At school, Alex meets a friendly student named Jason (Stephen Joffe) and his English teacher Mrs. Carol Lynn Nielson (Elisa Moolecherry). Later, Alex finds out they head the school's Gay-Straight Alliance, and that Jason himself is openly gay. Alex then learns that Jason has also struggled with discrimination and suicidal thoughts, but he shares that he is able to endure because his mom is loving and accepting. Rightly believing she could trust him, one day she hurriedly tells Jason some of what she has been forced to go through. However, Carol Lynn is also in the room and Alex panics, worried the teacher will tell someone. Carol Lynn and Jason quickly convince her that both intend to help.

One day, Carol Lynn and Jason contact Salt Lake City attorney Paul Burke (Wilson Cruz) who previously helped Jason. After Alex tells Paul of her ordeal. he promises to represent her pro bono. Paul also agrees to represent Frankie should Alex's parents have her arrested. Yet, Alex is late for class while on the phone with him.

The Simms are notified. This seemingly small slip up is enough to convince the Simms that Alex is hiding something. Tiana declares that Alex is hereby pulled out of school as she and Johnny force her to stand facing the wall with a backpack full of rocks. That night, Alex removes the backpack while everyone is sound asleep. She grabs her flip flops and runs out of the house barefoot.

Back in the present, the bus driver stops and agrees to take her to school without contacting the cops (who might return her to the Simms). Once she arrives, Alex hides on school grounds.

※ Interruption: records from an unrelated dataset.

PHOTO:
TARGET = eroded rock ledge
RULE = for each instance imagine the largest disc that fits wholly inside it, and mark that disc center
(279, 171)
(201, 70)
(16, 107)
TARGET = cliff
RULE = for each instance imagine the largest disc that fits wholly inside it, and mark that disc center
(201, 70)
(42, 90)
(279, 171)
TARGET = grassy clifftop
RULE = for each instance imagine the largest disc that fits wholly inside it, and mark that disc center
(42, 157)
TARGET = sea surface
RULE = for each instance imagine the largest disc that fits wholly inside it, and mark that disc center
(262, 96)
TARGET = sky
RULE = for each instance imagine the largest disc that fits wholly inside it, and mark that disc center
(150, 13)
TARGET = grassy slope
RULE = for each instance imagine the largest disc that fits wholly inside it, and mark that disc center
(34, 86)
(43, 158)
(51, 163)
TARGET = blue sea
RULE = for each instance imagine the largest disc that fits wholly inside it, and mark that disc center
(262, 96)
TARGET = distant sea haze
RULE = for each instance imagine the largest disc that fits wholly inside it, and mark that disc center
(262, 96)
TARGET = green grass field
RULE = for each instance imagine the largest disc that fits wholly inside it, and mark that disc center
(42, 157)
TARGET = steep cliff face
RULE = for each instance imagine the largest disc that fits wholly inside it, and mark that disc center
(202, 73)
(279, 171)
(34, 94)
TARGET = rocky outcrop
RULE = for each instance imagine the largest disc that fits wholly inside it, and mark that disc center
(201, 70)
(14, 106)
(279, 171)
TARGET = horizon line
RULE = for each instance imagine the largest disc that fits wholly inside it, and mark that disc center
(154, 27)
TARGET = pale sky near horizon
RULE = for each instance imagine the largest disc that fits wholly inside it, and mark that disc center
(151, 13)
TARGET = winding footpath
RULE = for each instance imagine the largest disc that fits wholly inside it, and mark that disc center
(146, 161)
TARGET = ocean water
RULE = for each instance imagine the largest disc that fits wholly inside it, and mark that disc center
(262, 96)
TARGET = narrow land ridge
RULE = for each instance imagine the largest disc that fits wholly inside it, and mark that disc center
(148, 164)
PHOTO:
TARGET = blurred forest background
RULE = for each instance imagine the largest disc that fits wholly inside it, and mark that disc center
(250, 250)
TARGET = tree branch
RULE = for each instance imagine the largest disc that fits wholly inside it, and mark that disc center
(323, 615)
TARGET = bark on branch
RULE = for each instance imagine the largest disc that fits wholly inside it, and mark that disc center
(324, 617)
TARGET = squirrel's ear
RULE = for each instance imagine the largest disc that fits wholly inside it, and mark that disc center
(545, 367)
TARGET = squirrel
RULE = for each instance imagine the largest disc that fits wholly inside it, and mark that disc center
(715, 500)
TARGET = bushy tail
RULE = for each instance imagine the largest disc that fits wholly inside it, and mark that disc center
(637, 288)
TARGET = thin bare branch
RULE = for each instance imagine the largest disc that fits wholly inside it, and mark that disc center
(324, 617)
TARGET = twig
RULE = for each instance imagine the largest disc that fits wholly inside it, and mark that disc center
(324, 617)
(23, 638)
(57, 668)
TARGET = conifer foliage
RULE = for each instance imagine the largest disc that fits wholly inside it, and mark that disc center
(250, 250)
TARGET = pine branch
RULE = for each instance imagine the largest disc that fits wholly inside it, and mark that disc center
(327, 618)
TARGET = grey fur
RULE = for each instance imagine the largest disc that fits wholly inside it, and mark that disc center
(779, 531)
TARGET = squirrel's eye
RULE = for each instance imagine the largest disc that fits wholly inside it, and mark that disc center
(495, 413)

The next morning, Alex goes to Carol Lynn who contacts police and child services. Here, we find out definitively that although the Simms had a lot of influence throughout the community, their declaration that everyone would side with them against Alex was clearly a lie meant to further isolate her and discourage her from seeking help. As evidence for this conclusion, Carol Lynn goes to the main office with Alex and informs the secretaries that she will have them arrested if they notify the Simms that Alex is here. Jason is also informed about what happened. A friendly female police officer takes Alex to the St. George Youth Crisis Center, where she tells a worker named Colette (Natalie Liconti) she has been kept at the Simms' for 243 days, 8 months.

Alex is still not convinced that she is safe, prompting Colette to assure her that neither the Simms nor her parents will be able to take her away due to the advocacy and legal work of a lot of people, including attorney Paul Burke (resources most kids don't have). Colette then promises Alex that not everybody is like the Simms and that she is perfect the way she is. Colette asks if there is anyone that she'd like to call for her.

The next morning, Alex is awoken by the arrival of a vehicle. She finds that Frankie has arrived. Alex runs outside and reunites with her in joyous embrace.

A postscript states that after months of legal battles in Utah, Paul and Alex won the right for Alex to live as an openly gay teenager. No one, not even her parents, could force her to return to conversion therapy. Alex and her parents have since reconciled. Alex's father has offered to walk her down the aisle someday, should she marry the woman of her dreams.